Gradually answering all your questions.
And what is shown in the picture?
Forget about this picture. This is the most incomprehensible explanation of the principle of the SNA that I have ever seen. In general, I advise you not to look at the pictures, I personally could understand their principle of work only on video. By the way, the best step-by-step explanation (if you don’t know English, turn on the subtitles).
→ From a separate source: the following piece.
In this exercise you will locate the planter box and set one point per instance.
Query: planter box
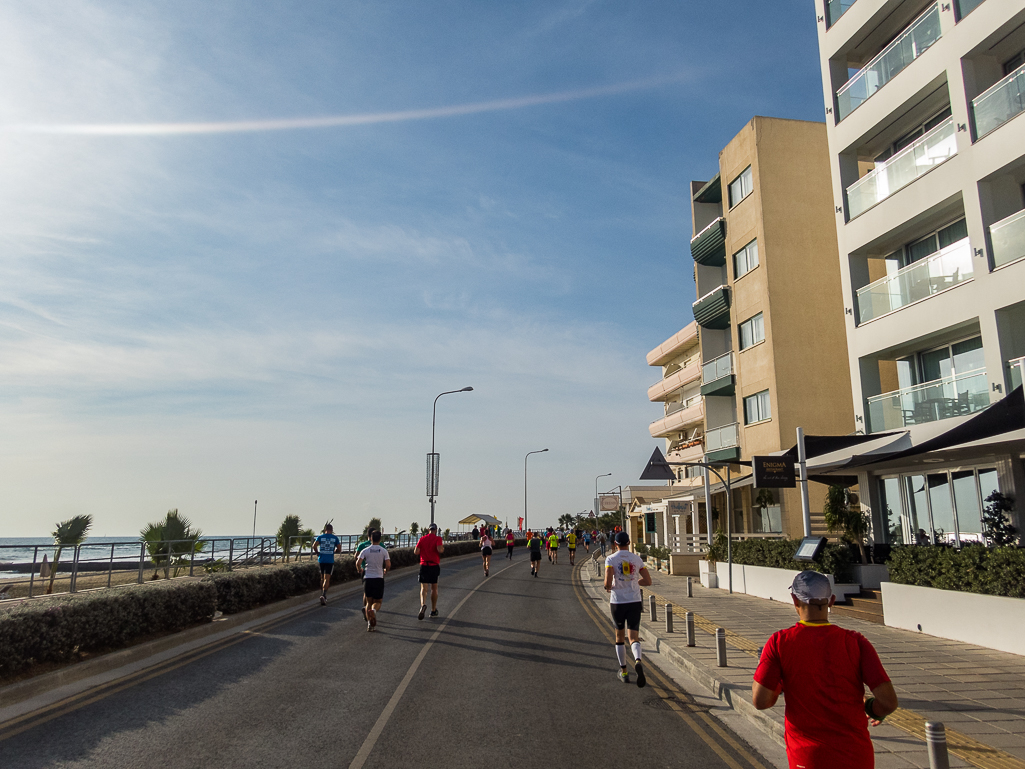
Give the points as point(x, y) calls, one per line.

We take a layer 28 * 28 and take only 5 * 5 matrix from it, build a new layer 24 * 24 on it and again take the matrix 5 * 5 and so on until the last layer with the answer?
Not certainly in that way. We take NxN matrices (usually no more than 8 and not necessarily square) which are called filters and process our image using this filter. At the exit get a photo but a little modified (the whole point of how filters work). We do this several times. How much depends on how deeply we want to leave, in other words for each task its own value.
So how to create it?
No need to build a bike. Use ready-made libraries. TensorFlow works very well with convolutional networks. Here you can very quickly learn how to use it.
In essence, the meaning of such a network is the creation of a large number of neural networks equal to the number of layers, right?
Not. In fact, there are 2 NS. Convolutional and at the very end a network of direct distribution. And the point here is to “minimize” the photo by consistently applying various filters. The farther the layer, the more abstract the filter.
In any case, I advise you first to watch the video about which I spoke, and then it will become much clearer to you about what I wrote here.